- Born: Jessie Margaret King 1862 Bankfoot, Perth and Kinross, Scotland
- Died: Unknown
- Occupations: author, journalist
- Writing career
- Pen name: Marguerite
- Language: English
- Genres: essays; poetry;

= Jessie King (writer) =

Scottish author

Jessie King (pen name, Marguerite; 1862 – ?) was a Scottish essayist, poet, and journalist. Though she used a variety of pen names, she was widely and popularly known using the pseudonym “Marguerite”. King wrote for various publications. At the Dundee Evening Telegraph, she on topics of dress, men, women, and manners.

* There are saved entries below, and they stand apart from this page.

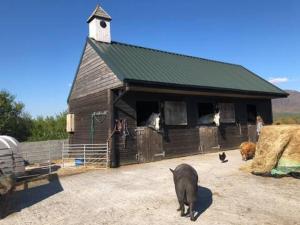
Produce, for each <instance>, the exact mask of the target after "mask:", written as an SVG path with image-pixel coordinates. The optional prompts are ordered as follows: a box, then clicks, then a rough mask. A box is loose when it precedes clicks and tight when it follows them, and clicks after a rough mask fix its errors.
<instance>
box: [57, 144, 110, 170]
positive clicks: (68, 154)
mask: <svg viewBox="0 0 300 225" xmlns="http://www.w3.org/2000/svg"><path fill="white" fill-rule="evenodd" d="M108 158H109V157H108V143H105V144H65V143H64V144H63V149H62V166H63V167H65V166H66V162H70V160H71V161H72V162H74V163H75V165H83V166H88V165H95V166H99V167H104V166H105V167H108V166H109V165H108V163H109V160H108ZM67 165H69V166H70V164H67ZM71 165H73V164H72V163H71Z"/></svg>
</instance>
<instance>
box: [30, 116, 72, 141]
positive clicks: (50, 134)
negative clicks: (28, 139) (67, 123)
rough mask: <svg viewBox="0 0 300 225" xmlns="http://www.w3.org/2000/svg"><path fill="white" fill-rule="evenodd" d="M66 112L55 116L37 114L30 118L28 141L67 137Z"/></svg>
mask: <svg viewBox="0 0 300 225" xmlns="http://www.w3.org/2000/svg"><path fill="white" fill-rule="evenodd" d="M66 114H67V113H66V112H63V113H60V114H58V115H56V116H47V117H42V116H39V117H37V118H36V119H33V120H32V124H33V125H32V130H31V136H30V137H29V140H30V141H44V140H55V139H65V138H68V133H67V132H66Z"/></svg>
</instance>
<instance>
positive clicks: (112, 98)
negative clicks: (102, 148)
mask: <svg viewBox="0 0 300 225" xmlns="http://www.w3.org/2000/svg"><path fill="white" fill-rule="evenodd" d="M107 96H108V98H107V106H108V112H109V114H108V115H109V119H108V134H107V136H108V138H109V137H110V136H111V135H112V132H113V129H114V123H115V116H114V113H115V112H114V93H113V91H111V90H107ZM109 142H110V144H109ZM107 152H108V154H107V156H108V157H107V161H108V162H107V165H108V167H109V166H111V167H113V168H115V167H117V166H118V165H117V157H116V152H115V141H114V136H113V135H112V137H111V138H110V139H108V141H107Z"/></svg>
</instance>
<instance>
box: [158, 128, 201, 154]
mask: <svg viewBox="0 0 300 225" xmlns="http://www.w3.org/2000/svg"><path fill="white" fill-rule="evenodd" d="M166 130H167V132H166V138H165V140H164V142H163V150H164V151H165V154H166V157H174V156H178V155H187V154H193V153H199V152H200V149H199V144H200V139H199V129H198V128H168V129H166Z"/></svg>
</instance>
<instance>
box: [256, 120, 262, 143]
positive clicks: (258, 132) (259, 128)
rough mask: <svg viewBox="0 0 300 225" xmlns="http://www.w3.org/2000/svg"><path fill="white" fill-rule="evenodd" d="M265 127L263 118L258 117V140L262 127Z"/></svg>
mask: <svg viewBox="0 0 300 225" xmlns="http://www.w3.org/2000/svg"><path fill="white" fill-rule="evenodd" d="M263 126H264V121H263V119H262V118H261V116H257V117H256V134H257V140H258V138H259V135H260V132H261V129H262V127H263Z"/></svg>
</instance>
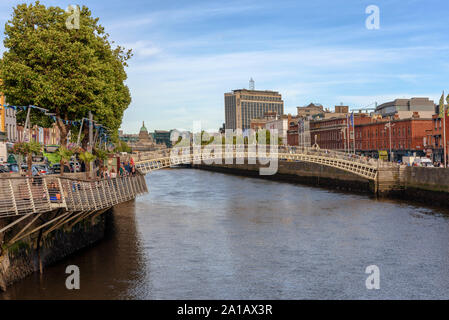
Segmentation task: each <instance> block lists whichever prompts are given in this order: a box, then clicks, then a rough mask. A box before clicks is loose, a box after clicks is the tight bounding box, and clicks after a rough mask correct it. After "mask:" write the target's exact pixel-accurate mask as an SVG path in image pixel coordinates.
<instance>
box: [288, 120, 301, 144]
mask: <svg viewBox="0 0 449 320" xmlns="http://www.w3.org/2000/svg"><path fill="white" fill-rule="evenodd" d="M298 120H299V119H289V123H288V130H287V145H289V146H298V145H299V133H298Z"/></svg>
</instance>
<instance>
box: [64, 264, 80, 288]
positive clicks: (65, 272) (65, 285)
mask: <svg viewBox="0 0 449 320" xmlns="http://www.w3.org/2000/svg"><path fill="white" fill-rule="evenodd" d="M65 273H66V274H69V276H68V277H67V279H66V280H65V287H66V288H67V290H79V289H80V268H79V267H78V266H75V265H70V266H67V268H66V269H65Z"/></svg>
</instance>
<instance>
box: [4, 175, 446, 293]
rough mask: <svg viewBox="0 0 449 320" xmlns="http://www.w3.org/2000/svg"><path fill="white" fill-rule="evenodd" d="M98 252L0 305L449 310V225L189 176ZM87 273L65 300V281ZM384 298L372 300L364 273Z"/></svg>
mask: <svg viewBox="0 0 449 320" xmlns="http://www.w3.org/2000/svg"><path fill="white" fill-rule="evenodd" d="M147 183H148V186H149V191H150V192H149V194H147V195H144V196H141V197H139V198H138V199H136V200H135V201H131V202H128V203H126V204H122V205H119V206H117V207H116V209H115V210H114V219H113V221H112V226H111V228H112V230H111V232H109V233H108V235H107V237H106V238H105V239H104V240H103V241H101V242H100V243H98V244H96V245H95V246H93V247H91V248H87V249H85V250H83V251H81V252H79V253H77V254H75V255H73V256H71V257H70V258H67V259H65V260H64V261H61V262H59V263H57V264H56V265H53V266H50V267H47V268H46V269H45V273H44V274H43V275H39V274H35V275H32V276H30V277H28V278H26V279H24V280H22V281H20V282H19V283H17V284H15V285H13V286H12V287H10V288H9V289H8V291H7V292H6V293H2V294H0V299H90V298H92V299H93V298H96V299H405V298H408V299H429V298H435V299H448V298H449V214H448V213H447V212H444V211H443V210H441V209H430V208H424V207H419V206H414V205H411V204H407V203H401V202H395V201H389V200H382V201H380V200H376V199H372V198H370V197H368V196H364V195H354V194H346V193H340V192H334V191H329V190H325V189H320V188H313V187H308V186H303V185H295V184H290V183H284V182H274V181H266V180H262V179H255V178H247V177H239V176H233V175H226V174H221V173H213V172H208V171H201V170H194V169H173V170H162V171H156V172H154V173H151V174H149V175H147ZM68 265H77V266H78V267H79V268H80V279H81V289H80V290H67V289H66V287H65V279H66V277H67V276H68V275H67V274H65V269H66V267H67V266H68ZM370 265H376V266H377V267H378V268H379V271H380V273H379V279H380V289H378V290H376V289H372V290H368V289H367V288H366V285H365V281H366V279H367V277H368V276H369V275H368V274H366V273H365V269H366V267H367V266H370Z"/></svg>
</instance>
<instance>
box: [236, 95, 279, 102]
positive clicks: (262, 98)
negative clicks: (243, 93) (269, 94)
mask: <svg viewBox="0 0 449 320" xmlns="http://www.w3.org/2000/svg"><path fill="white" fill-rule="evenodd" d="M242 100H257V101H282V98H281V97H272V96H248V95H242Z"/></svg>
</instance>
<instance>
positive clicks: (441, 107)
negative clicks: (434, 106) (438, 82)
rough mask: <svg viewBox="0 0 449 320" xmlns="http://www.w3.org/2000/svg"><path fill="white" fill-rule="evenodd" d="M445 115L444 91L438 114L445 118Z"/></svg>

==Early years and education==
Jessie Margaret King was born at Bankfoot, in the parish of Auchtergaven, Perthshire, in 1862, and received her education at the village school there. She was delicate as a child, but was very studious, and a great reader. Her father encouraged her in her studies. Every now and then, a box of miscellaneous reading magazines, reviews, and so forth would come on a carrier's cart from Perth, where her uncle, James Sprunt, was editor of the Perthshire Advertiser. At school, she was a good pupil, carrying off many prizes and the girls’ dux medal.

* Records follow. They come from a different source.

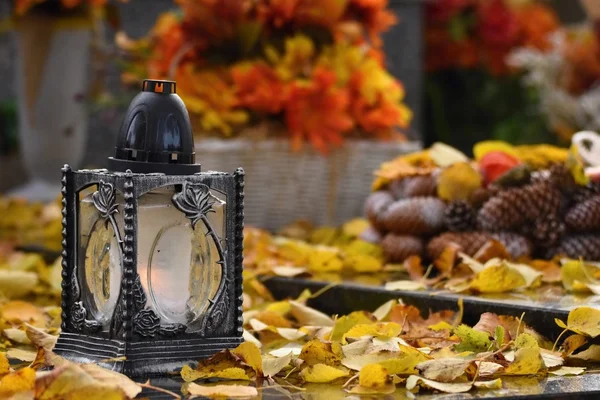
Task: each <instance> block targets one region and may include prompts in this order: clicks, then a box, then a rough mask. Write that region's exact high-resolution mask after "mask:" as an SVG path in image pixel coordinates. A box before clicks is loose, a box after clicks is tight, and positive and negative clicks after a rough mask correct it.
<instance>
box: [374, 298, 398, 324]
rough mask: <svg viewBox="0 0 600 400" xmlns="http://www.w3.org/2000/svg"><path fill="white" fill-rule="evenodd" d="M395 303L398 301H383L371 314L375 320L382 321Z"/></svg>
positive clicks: (392, 306) (386, 315) (388, 312)
mask: <svg viewBox="0 0 600 400" xmlns="http://www.w3.org/2000/svg"><path fill="white" fill-rule="evenodd" d="M396 304H398V302H397V301H396V300H390V301H387V302H385V303H383V304H382V305H380V306H379V307H377V310H375V311H373V316H374V317H375V318H376V319H377V321H383V320H384V319H386V318H387V316H388V315H389V314H390V312H391V311H392V308H393V307H394V306H395V305H396Z"/></svg>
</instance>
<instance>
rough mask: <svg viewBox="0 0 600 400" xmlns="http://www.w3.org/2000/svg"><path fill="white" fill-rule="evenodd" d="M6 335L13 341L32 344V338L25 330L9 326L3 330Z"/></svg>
mask: <svg viewBox="0 0 600 400" xmlns="http://www.w3.org/2000/svg"><path fill="white" fill-rule="evenodd" d="M2 333H3V334H4V336H6V337H7V338H8V339H9V340H11V341H12V342H16V343H20V344H31V340H29V338H28V337H27V334H26V333H25V331H23V330H21V329H17V328H8V329H5V330H3V331H2Z"/></svg>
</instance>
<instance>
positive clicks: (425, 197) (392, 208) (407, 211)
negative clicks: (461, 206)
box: [381, 197, 446, 235]
mask: <svg viewBox="0 0 600 400" xmlns="http://www.w3.org/2000/svg"><path fill="white" fill-rule="evenodd" d="M445 208H446V204H445V203H444V202H443V201H442V200H440V199H438V198H437V197H414V198H411V199H404V200H398V201H396V202H394V203H393V204H392V205H390V206H389V207H388V208H387V210H386V211H385V213H384V214H383V215H382V217H381V221H382V222H383V226H384V227H385V229H386V230H387V231H389V232H394V233H405V234H412V235H426V234H432V233H435V232H439V231H440V230H442V228H443V227H444V210H445Z"/></svg>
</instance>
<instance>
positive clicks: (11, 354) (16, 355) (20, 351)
mask: <svg viewBox="0 0 600 400" xmlns="http://www.w3.org/2000/svg"><path fill="white" fill-rule="evenodd" d="M6 356H7V357H8V358H11V359H15V360H21V361H26V362H32V361H34V360H35V359H36V357H37V351H35V350H29V349H19V348H16V347H13V348H10V349H8V351H7V352H6Z"/></svg>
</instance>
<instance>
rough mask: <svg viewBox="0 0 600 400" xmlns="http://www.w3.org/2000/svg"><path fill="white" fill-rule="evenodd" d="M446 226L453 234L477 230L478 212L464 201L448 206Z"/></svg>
mask: <svg viewBox="0 0 600 400" xmlns="http://www.w3.org/2000/svg"><path fill="white" fill-rule="evenodd" d="M445 219H446V226H447V227H448V230H450V231H453V232H465V231H472V230H474V229H475V226H476V222H477V212H476V211H475V209H474V208H473V207H472V206H471V205H470V204H469V203H467V202H466V201H464V200H457V201H453V202H452V203H450V204H448V206H447V207H446V212H445Z"/></svg>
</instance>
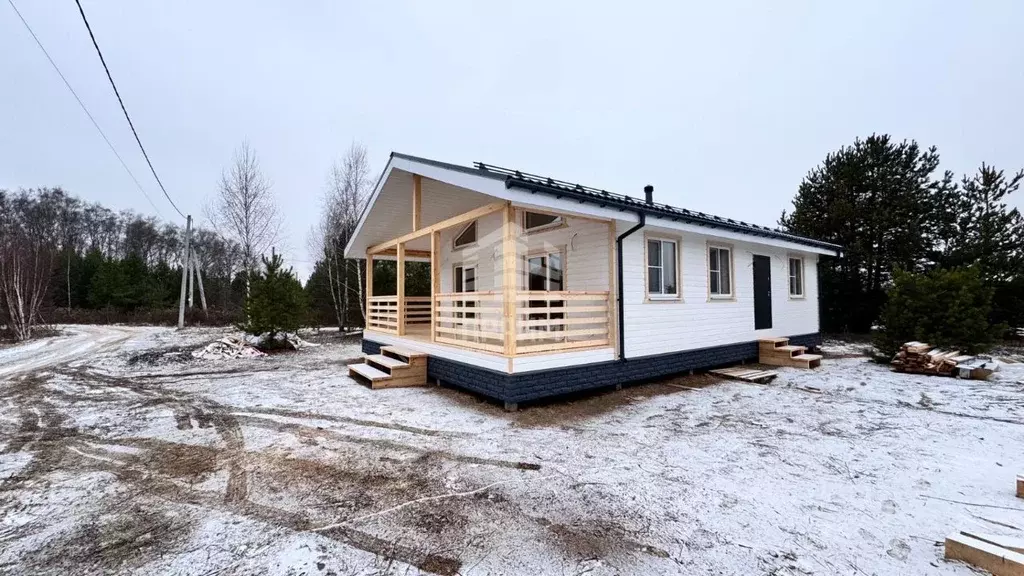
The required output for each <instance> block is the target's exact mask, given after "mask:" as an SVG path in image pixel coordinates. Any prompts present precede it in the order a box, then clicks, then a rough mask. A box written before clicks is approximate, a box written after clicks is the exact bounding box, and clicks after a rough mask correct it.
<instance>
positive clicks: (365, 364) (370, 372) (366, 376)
mask: <svg viewBox="0 0 1024 576" xmlns="http://www.w3.org/2000/svg"><path fill="white" fill-rule="evenodd" d="M352 372H354V373H356V374H358V375H359V376H362V377H364V378H366V379H368V380H370V381H374V380H384V379H387V378H390V377H391V375H390V374H388V373H387V372H385V371H383V370H378V369H376V368H374V367H373V366H370V365H369V364H349V365H348V373H349V375H351V374H352Z"/></svg>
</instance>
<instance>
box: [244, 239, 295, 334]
mask: <svg viewBox="0 0 1024 576" xmlns="http://www.w3.org/2000/svg"><path fill="white" fill-rule="evenodd" d="M262 259H263V270H261V271H259V272H258V273H255V274H253V275H252V276H251V277H250V291H249V297H248V298H246V302H245V305H244V307H243V310H244V312H245V315H246V320H245V323H244V324H243V325H242V329H244V330H245V331H246V332H248V333H250V334H255V335H264V334H265V335H266V336H267V337H266V338H264V340H263V345H264V346H273V345H274V343H275V342H278V339H276V337H278V335H279V334H282V333H289V332H295V331H297V330H298V329H299V328H301V327H302V326H304V325H305V323H306V321H307V318H308V310H307V303H306V295H305V292H303V290H302V284H300V283H299V281H298V279H296V278H295V274H294V273H293V272H292V269H287V270H286V269H285V268H284V260H283V259H282V257H281V255H280V254H273V255H271V256H270V258H269V259H267V258H266V256H263V258H262Z"/></svg>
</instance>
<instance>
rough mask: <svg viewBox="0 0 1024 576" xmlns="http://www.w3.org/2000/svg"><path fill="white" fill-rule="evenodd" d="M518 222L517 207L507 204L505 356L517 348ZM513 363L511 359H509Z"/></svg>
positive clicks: (506, 223)
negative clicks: (517, 280)
mask: <svg viewBox="0 0 1024 576" xmlns="http://www.w3.org/2000/svg"><path fill="white" fill-rule="evenodd" d="M516 236H517V235H516V223H515V209H514V208H513V207H512V203H511V202H507V203H506V204H505V217H504V218H503V222H502V239H503V242H502V255H503V258H502V261H503V265H502V271H503V273H504V274H503V275H502V294H503V296H504V304H505V306H504V317H505V356H508V357H509V358H511V357H514V356H515V348H516V341H515V338H516V333H517V332H518V330H516V318H517V316H516V274H515V273H516V257H517V254H516ZM509 362H510V363H511V360H510V361H509Z"/></svg>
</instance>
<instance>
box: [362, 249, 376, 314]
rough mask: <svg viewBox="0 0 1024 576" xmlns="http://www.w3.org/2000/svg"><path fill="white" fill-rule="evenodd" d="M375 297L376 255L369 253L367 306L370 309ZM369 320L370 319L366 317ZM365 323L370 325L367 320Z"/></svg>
mask: <svg viewBox="0 0 1024 576" xmlns="http://www.w3.org/2000/svg"><path fill="white" fill-rule="evenodd" d="M373 299H374V256H373V254H369V253H368V254H367V307H366V310H367V311H368V312H369V311H370V302H372V301H373ZM364 320H365V321H366V320H369V319H364ZM364 324H367V325H369V324H368V323H367V322H364Z"/></svg>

Preparing herself for a career as a teacher, but she had been only just entered at Sharp's Institution, Perth, when her father fell ill, and this altered all the family plans. After a long illness he died.

==Career==
After her father's death, King began working in an office in the village. While there, the Free Church “Welfare of Youth of the Church Scheme” came into existence, and in the paper's “Essay Section” she found a place for her budding literary energies. The first year, she was seventh on the list, the next, she was first in the senior section and third in the junior. The following year, she again competed for both essays, and then carried off the first prize in the junior and senior sections. She continued to compete in connection with this “scheme” up to 1885, and gained four first prizes —— a medal accompanying each, including Junior Section first place with medal in July 1882, for her essay on "Elijah". After being two years in the Bankfoot office, King received an appointment in the Dundee Advertiser office, and shortly afterwards, attained a responsible and important position on the staff of the Dundee Evening Telegraph.

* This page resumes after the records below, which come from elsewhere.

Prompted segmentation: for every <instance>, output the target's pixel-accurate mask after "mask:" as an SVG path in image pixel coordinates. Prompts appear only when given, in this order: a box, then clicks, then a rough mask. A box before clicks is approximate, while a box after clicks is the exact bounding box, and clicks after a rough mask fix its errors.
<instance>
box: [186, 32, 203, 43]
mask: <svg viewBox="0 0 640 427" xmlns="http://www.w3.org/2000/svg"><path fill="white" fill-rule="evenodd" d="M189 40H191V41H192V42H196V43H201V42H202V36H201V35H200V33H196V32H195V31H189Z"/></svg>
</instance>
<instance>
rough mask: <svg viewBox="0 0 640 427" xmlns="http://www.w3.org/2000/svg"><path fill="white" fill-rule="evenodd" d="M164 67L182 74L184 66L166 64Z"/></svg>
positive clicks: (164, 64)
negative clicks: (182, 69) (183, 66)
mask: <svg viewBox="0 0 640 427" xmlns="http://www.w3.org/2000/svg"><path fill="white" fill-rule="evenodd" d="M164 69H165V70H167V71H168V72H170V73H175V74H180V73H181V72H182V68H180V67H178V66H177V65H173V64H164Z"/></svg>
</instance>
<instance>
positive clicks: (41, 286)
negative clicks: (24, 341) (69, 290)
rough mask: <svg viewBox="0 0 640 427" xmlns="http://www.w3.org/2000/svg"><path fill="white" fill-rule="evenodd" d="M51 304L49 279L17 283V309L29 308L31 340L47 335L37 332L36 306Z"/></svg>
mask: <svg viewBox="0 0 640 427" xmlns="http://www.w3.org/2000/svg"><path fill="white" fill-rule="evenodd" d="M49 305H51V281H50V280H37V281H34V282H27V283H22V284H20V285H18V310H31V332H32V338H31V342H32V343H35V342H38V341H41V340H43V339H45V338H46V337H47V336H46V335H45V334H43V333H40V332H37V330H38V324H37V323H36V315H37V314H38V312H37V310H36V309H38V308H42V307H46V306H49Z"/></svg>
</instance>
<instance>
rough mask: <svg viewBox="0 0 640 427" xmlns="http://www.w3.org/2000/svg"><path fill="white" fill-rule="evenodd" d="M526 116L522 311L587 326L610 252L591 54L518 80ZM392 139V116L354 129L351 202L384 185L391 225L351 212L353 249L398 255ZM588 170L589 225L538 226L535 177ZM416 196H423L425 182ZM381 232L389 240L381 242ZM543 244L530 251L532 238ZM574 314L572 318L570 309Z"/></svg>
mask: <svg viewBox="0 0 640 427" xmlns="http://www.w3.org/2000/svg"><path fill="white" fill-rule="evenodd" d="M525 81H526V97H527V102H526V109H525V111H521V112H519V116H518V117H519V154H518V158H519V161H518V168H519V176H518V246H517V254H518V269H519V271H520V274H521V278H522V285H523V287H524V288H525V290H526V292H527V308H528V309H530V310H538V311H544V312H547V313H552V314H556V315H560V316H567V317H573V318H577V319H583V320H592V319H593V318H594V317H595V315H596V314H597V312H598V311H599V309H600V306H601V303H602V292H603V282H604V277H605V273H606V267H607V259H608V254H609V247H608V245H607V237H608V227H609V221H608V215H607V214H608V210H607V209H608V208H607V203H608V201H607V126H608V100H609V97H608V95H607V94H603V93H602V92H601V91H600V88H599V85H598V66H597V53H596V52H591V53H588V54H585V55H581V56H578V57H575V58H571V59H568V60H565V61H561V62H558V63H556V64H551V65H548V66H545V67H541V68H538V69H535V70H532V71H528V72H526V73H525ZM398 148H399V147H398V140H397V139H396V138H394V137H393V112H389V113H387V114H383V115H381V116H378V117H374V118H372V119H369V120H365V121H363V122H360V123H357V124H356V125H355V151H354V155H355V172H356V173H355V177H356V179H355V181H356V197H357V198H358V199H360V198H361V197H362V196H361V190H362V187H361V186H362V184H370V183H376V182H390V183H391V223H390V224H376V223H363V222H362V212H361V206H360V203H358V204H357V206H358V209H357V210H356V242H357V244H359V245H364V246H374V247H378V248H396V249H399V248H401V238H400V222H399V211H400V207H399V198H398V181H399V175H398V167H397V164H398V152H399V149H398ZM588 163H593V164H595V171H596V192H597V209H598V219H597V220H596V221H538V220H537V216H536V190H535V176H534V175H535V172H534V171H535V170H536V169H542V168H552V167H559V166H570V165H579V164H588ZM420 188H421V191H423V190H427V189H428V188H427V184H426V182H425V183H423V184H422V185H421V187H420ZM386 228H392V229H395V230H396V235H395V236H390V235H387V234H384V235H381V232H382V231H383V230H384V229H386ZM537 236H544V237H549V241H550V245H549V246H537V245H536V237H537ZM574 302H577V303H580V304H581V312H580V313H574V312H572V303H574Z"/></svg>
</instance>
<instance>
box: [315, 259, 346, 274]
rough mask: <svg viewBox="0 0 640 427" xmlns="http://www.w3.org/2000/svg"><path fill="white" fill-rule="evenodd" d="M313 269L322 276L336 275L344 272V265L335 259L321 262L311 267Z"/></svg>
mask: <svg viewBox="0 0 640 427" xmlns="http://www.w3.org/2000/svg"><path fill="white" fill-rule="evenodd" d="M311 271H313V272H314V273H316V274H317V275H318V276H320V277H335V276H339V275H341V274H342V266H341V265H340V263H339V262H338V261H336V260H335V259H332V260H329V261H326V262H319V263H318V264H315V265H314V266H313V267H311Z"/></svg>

It was not until about 1884 that King began to write verse. Her first attempt, a poem entitled, “Cloudland," was printed. For a year or two, she wrote very frequently with most of her poems appearing under various pen-names in the Telegraph and Friend.

==Style==
Her style was characterized as exceedingly attractive, terse, clear, and apt, while her original comments and reflections were judiciously and racily intermixed. She had a graphic pen, and possessed the faculty of always being able to seize upon points of interest and importance, and of giving due proportion and symmetry to the various phases of her subject.

Her poetry was highly imaginative, frequently lively, and sparkling and vivid in expression. There was felicity in her choice of subject, and an elevating method of treatment peculiarly her own. Her poems were marked by a high moral tone and deep human feeling, and they evinced power and facility over the difficulties of rhyme and versification.